Una semana o algo después, el sol brillaba tan deslumbrantemente que Miranda y Olivia, añorando sus habituales estadías en el campo, decidieron pasar la mañana explorando Londres. Ante la insistencia de Olivia, empezaron por el barrio comercial.
– En realidad no necesito otro vestido -dijo Miranda cuando paseaban calle abajo, sus criadas siguiéndolas a una distancia respetuosa.
– Ni yo, pero siempre es muy divertido mirar, y por otra parte, quizás encontremos una chuchería o algo por el estilo que comprar con nuestro dinero para gastos menores. Tu cumpleaños estará aquí antes de que nos demos cuenta. Debes comprarte un regalo.
– Tal vez lo haga.
Ambas deambularon por tiendas de ropa, sombrererías, joyerías, y por confiterías antes de que Miranda encontrara lo que sin haberlo sabido había estado buscando.
– Mira eso, Olivia -suspiró-. ¿No es magnífico?
– ¿Qué no es magnífico? -replicó Olivia, escudriñando el escaparate elegantemente decorado de la librería.
– Eso. -Miranda señaló con el dedo a una copia exquisitamente encuadernada de La Morte D’Arthur de Sir Thomas Malory. Parecía caro y precioso, y Miranda no deseaba nada más que inclinarse a través de la ventana e inhalar el aire que flotaba alrededor de éste.
Por primera vez en su vida, vio algo que simplemente debía poseer. Olvidándose de su economía. Olvidándose de su espíritu práctico. Suspiró profunda, expresiva y urgentemente, luego dijo:
– Creo que finalmente comprendo tus sentimientos hacia los zapatos.
– ¿Zapatos? -Repitió Olivia, mirándose los pies-. ¿Zapatos?
Miranda no se molestó en explicarle más. Estaba demasiado ocupada en inclinar la cabeza para poder admirar el pan de oro que ribeteaba las páginas.
– Ya lo hemos leído -insistió Olivia-. Creo que fue hace dos años, cuándo la Señorita Lacey fue contratada como nuestra institutriz. ¿No lo recuerdas?
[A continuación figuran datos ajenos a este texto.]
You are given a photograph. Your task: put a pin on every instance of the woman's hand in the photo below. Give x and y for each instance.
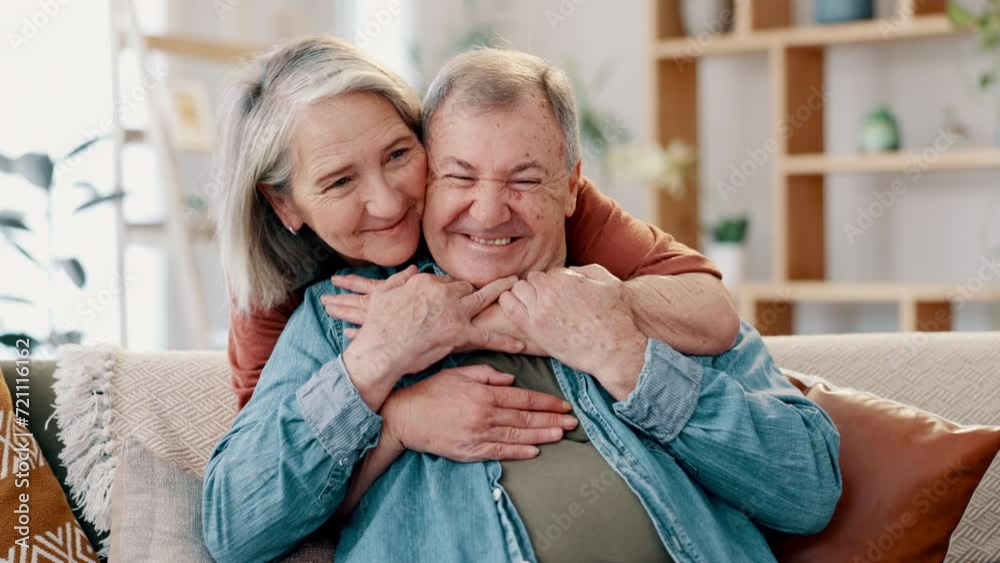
(354, 309)
(413, 320)
(473, 414)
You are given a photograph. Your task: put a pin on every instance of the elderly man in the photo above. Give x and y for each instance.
(675, 458)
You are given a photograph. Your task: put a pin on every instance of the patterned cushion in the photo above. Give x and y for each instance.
(36, 523)
(954, 375)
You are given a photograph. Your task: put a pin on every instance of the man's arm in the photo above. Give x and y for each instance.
(741, 430)
(676, 293)
(691, 312)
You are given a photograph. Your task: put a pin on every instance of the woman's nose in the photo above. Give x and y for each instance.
(385, 201)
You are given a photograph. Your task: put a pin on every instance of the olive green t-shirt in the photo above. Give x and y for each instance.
(575, 506)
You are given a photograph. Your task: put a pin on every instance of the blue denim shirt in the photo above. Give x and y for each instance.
(715, 448)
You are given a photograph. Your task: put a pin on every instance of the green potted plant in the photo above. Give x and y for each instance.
(39, 170)
(986, 23)
(728, 248)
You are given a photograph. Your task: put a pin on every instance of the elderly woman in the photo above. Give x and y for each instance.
(327, 170)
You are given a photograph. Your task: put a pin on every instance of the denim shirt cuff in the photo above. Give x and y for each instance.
(336, 413)
(665, 395)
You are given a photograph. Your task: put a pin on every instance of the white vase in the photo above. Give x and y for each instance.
(707, 16)
(731, 258)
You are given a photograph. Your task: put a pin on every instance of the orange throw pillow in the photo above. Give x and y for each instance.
(36, 523)
(908, 476)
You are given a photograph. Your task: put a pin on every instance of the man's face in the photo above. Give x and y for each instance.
(499, 190)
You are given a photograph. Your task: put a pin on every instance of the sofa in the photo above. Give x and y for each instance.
(116, 408)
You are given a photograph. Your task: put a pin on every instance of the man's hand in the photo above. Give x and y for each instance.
(582, 317)
(473, 414)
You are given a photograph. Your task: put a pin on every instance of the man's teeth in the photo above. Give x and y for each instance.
(493, 242)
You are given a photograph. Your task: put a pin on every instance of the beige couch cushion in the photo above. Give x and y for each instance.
(179, 404)
(954, 375)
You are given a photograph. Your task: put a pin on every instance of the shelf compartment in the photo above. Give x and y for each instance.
(900, 161)
(871, 31)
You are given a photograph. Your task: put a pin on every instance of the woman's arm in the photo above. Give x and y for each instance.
(284, 466)
(252, 337)
(677, 294)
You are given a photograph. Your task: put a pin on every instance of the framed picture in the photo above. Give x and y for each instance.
(192, 123)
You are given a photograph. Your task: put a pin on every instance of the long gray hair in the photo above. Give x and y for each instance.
(263, 262)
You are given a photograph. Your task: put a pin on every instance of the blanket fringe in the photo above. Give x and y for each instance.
(83, 412)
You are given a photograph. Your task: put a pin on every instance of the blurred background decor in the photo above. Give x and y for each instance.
(986, 23)
(37, 242)
(880, 131)
(728, 249)
(839, 11)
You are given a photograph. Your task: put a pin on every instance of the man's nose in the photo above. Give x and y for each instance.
(489, 205)
(385, 201)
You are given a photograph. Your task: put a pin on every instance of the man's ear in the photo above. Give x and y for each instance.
(574, 189)
(282, 204)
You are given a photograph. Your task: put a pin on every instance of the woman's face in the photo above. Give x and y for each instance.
(359, 180)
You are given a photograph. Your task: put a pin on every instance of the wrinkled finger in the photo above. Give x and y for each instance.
(528, 436)
(594, 272)
(525, 399)
(476, 302)
(352, 315)
(515, 310)
(346, 300)
(399, 278)
(531, 419)
(526, 292)
(501, 451)
(486, 339)
(356, 283)
(484, 374)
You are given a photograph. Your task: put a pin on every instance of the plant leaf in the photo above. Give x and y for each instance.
(12, 221)
(82, 147)
(10, 339)
(959, 15)
(24, 252)
(99, 200)
(94, 192)
(74, 269)
(36, 168)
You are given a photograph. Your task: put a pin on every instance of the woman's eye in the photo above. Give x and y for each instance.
(340, 183)
(461, 180)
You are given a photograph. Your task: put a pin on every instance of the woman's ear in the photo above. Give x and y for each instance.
(282, 204)
(574, 189)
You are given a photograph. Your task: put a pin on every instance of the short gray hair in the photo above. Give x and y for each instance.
(264, 262)
(490, 78)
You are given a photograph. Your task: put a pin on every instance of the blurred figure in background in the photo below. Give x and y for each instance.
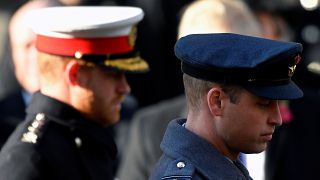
(149, 124)
(24, 60)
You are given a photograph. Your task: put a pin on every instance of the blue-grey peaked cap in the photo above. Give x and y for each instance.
(262, 66)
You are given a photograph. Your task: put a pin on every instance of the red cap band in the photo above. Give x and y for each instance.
(94, 46)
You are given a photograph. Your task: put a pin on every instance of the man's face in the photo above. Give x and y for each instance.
(102, 94)
(248, 125)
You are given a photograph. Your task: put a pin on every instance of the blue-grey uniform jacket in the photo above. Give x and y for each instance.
(187, 156)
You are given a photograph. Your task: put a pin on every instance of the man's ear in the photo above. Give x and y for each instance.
(72, 72)
(214, 101)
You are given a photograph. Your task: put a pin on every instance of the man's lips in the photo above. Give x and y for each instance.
(267, 136)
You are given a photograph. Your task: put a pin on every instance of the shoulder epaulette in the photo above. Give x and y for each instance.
(34, 129)
(179, 169)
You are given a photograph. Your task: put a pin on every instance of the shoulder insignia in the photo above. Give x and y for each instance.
(33, 129)
(179, 170)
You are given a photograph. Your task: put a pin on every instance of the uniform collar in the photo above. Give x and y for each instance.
(179, 141)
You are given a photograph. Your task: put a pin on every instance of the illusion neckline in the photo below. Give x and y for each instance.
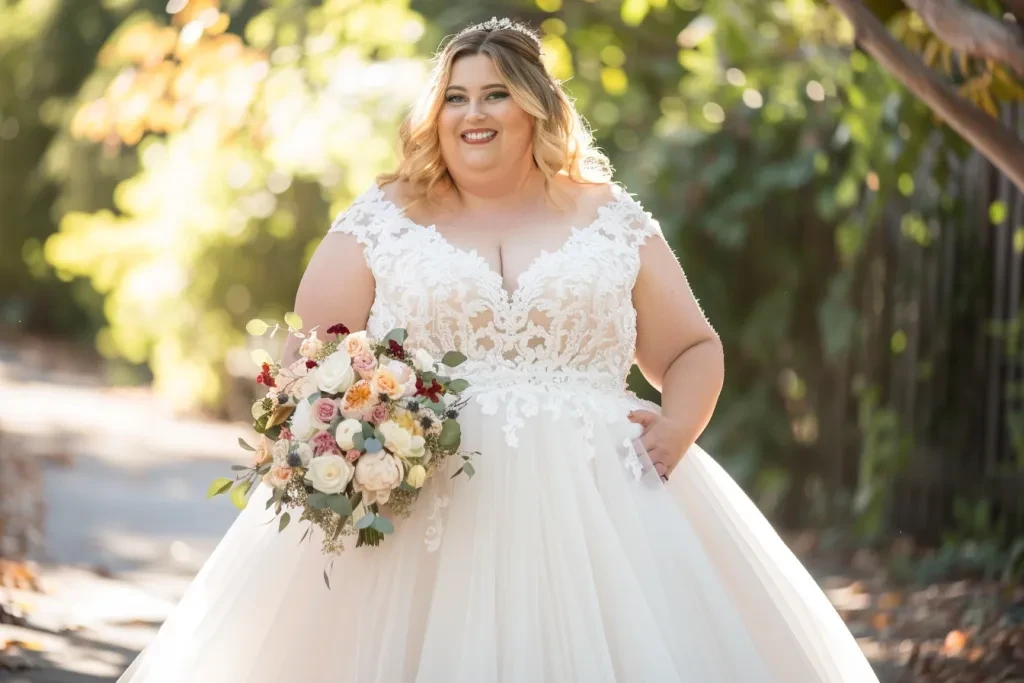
(509, 298)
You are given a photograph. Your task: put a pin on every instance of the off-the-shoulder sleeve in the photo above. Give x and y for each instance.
(639, 224)
(367, 218)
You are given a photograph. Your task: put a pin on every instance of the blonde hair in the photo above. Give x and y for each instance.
(562, 142)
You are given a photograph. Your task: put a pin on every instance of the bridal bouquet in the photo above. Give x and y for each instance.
(353, 425)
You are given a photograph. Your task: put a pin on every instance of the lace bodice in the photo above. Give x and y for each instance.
(569, 321)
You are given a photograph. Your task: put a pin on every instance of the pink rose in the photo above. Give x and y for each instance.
(325, 410)
(324, 443)
(378, 414)
(365, 364)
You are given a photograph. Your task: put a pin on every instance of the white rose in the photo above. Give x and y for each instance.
(330, 474)
(302, 422)
(423, 360)
(305, 454)
(335, 375)
(345, 431)
(376, 474)
(356, 342)
(397, 439)
(404, 376)
(310, 346)
(280, 452)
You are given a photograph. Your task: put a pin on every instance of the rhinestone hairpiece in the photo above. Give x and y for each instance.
(504, 24)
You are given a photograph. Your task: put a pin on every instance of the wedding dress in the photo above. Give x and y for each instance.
(564, 559)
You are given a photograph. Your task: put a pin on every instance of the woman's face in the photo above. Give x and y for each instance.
(480, 127)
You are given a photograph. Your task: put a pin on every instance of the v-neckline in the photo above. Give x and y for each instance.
(509, 298)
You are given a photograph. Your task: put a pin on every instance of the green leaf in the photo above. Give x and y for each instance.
(458, 385)
(239, 495)
(453, 358)
(383, 524)
(219, 485)
(256, 327)
(340, 504)
(451, 434)
(317, 501)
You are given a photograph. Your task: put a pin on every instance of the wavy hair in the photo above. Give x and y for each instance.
(562, 141)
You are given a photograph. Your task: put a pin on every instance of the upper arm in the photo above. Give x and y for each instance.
(669, 317)
(337, 287)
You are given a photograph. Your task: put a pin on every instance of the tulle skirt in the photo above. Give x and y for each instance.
(560, 561)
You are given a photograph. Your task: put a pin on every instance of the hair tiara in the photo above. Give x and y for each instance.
(504, 24)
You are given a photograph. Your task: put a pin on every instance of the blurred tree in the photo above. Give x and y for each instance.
(976, 37)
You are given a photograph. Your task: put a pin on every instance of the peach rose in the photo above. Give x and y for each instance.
(385, 382)
(365, 365)
(358, 400)
(356, 343)
(278, 476)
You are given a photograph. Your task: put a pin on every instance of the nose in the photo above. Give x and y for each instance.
(474, 113)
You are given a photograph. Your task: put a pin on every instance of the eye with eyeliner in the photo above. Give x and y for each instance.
(500, 95)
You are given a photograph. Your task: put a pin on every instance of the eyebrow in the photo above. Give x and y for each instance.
(486, 87)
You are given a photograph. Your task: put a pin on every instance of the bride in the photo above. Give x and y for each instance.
(596, 542)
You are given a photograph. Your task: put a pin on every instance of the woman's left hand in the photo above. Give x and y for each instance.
(664, 439)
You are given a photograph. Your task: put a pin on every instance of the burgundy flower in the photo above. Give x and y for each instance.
(433, 391)
(264, 377)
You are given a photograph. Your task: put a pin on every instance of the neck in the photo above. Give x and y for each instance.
(503, 189)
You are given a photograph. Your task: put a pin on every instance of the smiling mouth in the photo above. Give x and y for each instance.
(479, 136)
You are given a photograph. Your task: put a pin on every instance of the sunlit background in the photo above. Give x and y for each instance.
(167, 168)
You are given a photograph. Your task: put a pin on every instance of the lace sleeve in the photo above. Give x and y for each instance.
(641, 224)
(366, 219)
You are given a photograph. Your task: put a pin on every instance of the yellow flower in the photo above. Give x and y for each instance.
(417, 475)
(409, 422)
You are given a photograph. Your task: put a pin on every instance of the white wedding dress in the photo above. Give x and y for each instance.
(564, 559)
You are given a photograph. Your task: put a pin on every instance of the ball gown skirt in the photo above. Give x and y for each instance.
(559, 561)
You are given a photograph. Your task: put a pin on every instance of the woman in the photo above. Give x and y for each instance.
(596, 542)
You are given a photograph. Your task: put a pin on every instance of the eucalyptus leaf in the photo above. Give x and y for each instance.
(340, 504)
(219, 485)
(317, 501)
(458, 384)
(383, 524)
(453, 358)
(239, 495)
(451, 434)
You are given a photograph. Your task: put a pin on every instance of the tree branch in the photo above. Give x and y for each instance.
(1016, 7)
(973, 32)
(988, 136)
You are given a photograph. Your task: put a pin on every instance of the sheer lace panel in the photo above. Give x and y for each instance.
(569, 321)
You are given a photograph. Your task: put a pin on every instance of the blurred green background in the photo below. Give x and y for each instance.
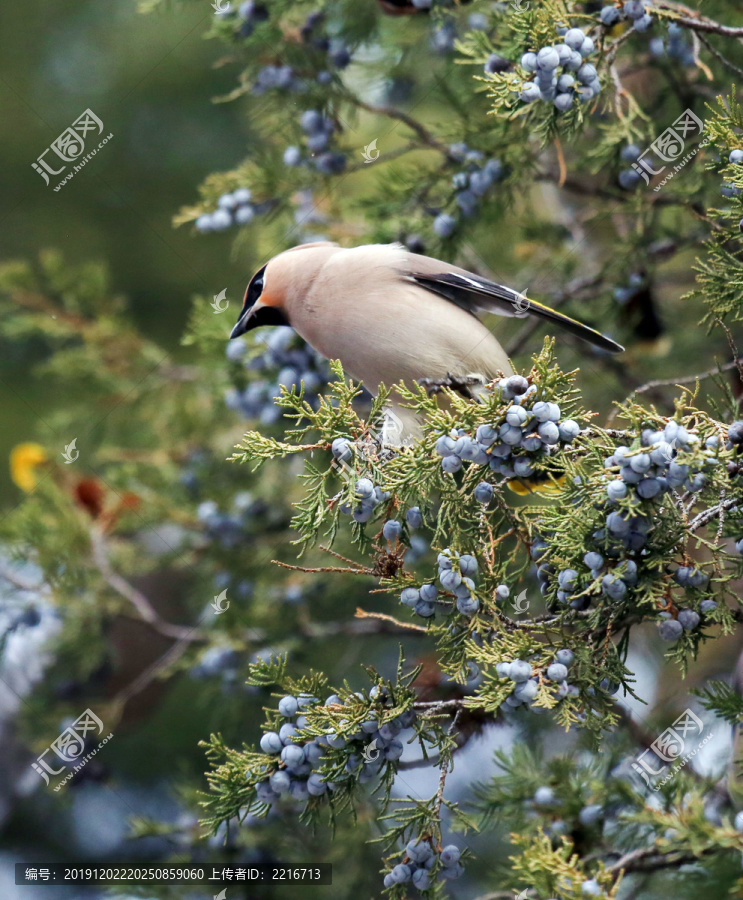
(151, 80)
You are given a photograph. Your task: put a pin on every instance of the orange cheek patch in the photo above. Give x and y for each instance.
(267, 299)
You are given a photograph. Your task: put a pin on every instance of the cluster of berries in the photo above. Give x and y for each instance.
(471, 183)
(675, 46)
(632, 10)
(512, 446)
(730, 190)
(421, 858)
(234, 208)
(318, 130)
(368, 496)
(287, 361)
(561, 73)
(526, 680)
(230, 529)
(300, 761)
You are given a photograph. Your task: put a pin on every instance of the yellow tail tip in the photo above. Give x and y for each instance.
(526, 486)
(25, 460)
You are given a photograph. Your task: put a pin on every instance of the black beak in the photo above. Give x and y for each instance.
(243, 324)
(257, 316)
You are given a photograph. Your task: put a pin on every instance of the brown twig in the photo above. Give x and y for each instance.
(383, 617)
(138, 600)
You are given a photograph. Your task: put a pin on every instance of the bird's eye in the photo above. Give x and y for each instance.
(255, 288)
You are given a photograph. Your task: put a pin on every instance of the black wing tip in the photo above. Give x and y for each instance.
(611, 345)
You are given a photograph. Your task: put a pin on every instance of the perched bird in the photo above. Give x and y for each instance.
(390, 315)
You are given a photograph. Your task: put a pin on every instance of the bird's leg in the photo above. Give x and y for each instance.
(458, 383)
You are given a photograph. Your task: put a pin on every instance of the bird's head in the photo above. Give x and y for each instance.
(285, 279)
(260, 306)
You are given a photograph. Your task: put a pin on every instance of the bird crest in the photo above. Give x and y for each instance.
(216, 304)
(71, 452)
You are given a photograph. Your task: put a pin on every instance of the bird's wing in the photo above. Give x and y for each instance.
(471, 292)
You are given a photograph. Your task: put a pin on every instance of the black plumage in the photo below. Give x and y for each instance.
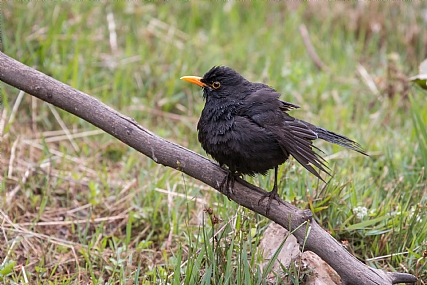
(245, 127)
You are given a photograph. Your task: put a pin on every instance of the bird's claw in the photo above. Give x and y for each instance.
(227, 184)
(271, 196)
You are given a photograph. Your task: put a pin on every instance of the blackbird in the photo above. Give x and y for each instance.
(245, 127)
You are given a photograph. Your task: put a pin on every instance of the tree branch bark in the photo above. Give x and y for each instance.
(35, 83)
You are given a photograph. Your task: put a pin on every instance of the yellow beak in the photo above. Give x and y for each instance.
(194, 80)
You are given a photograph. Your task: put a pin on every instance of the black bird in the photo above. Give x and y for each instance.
(245, 127)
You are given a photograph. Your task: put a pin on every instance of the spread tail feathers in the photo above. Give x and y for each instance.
(338, 139)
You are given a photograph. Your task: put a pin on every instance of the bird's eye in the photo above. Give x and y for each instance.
(216, 85)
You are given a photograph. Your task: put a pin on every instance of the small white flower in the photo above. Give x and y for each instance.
(360, 212)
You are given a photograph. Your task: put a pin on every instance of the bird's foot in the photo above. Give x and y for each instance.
(271, 196)
(227, 184)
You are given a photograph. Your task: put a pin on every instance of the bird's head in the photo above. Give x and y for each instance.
(219, 82)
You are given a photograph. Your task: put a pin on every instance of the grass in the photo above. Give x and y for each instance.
(96, 211)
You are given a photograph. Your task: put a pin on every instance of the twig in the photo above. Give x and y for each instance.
(310, 49)
(3, 123)
(12, 157)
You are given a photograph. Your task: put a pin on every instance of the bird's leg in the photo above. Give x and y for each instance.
(273, 194)
(227, 184)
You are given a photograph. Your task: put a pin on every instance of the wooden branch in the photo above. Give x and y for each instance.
(33, 82)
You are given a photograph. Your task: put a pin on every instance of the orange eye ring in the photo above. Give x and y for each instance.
(216, 85)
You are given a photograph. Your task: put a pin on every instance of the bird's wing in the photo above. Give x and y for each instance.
(294, 137)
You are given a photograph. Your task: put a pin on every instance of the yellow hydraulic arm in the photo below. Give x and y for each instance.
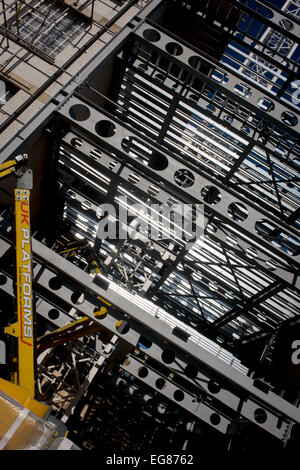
(23, 328)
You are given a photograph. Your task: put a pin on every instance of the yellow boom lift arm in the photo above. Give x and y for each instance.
(23, 329)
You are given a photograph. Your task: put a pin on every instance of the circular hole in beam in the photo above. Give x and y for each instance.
(144, 343)
(195, 62)
(178, 395)
(238, 211)
(105, 128)
(213, 387)
(289, 118)
(191, 371)
(160, 383)
(211, 194)
(55, 283)
(215, 419)
(143, 372)
(260, 415)
(184, 178)
(168, 356)
(174, 48)
(79, 112)
(151, 35)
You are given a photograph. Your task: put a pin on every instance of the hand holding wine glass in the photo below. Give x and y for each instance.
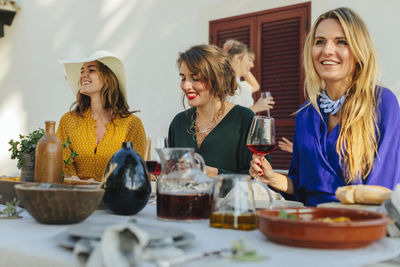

Estaba consternada porque aún no lo habíamos leído.
– No me importa si ya lo hemos leído -dijo Miranda, acercándose mucho más al vidrio-. ¿No es el objeto más hermoso que hayas visto?
Olivia observó a su amiga con una expresión vacilante.
– Eh… no.
Miranda sacudió la cabeza ligeramente y levantó la mirada hacia Olivia.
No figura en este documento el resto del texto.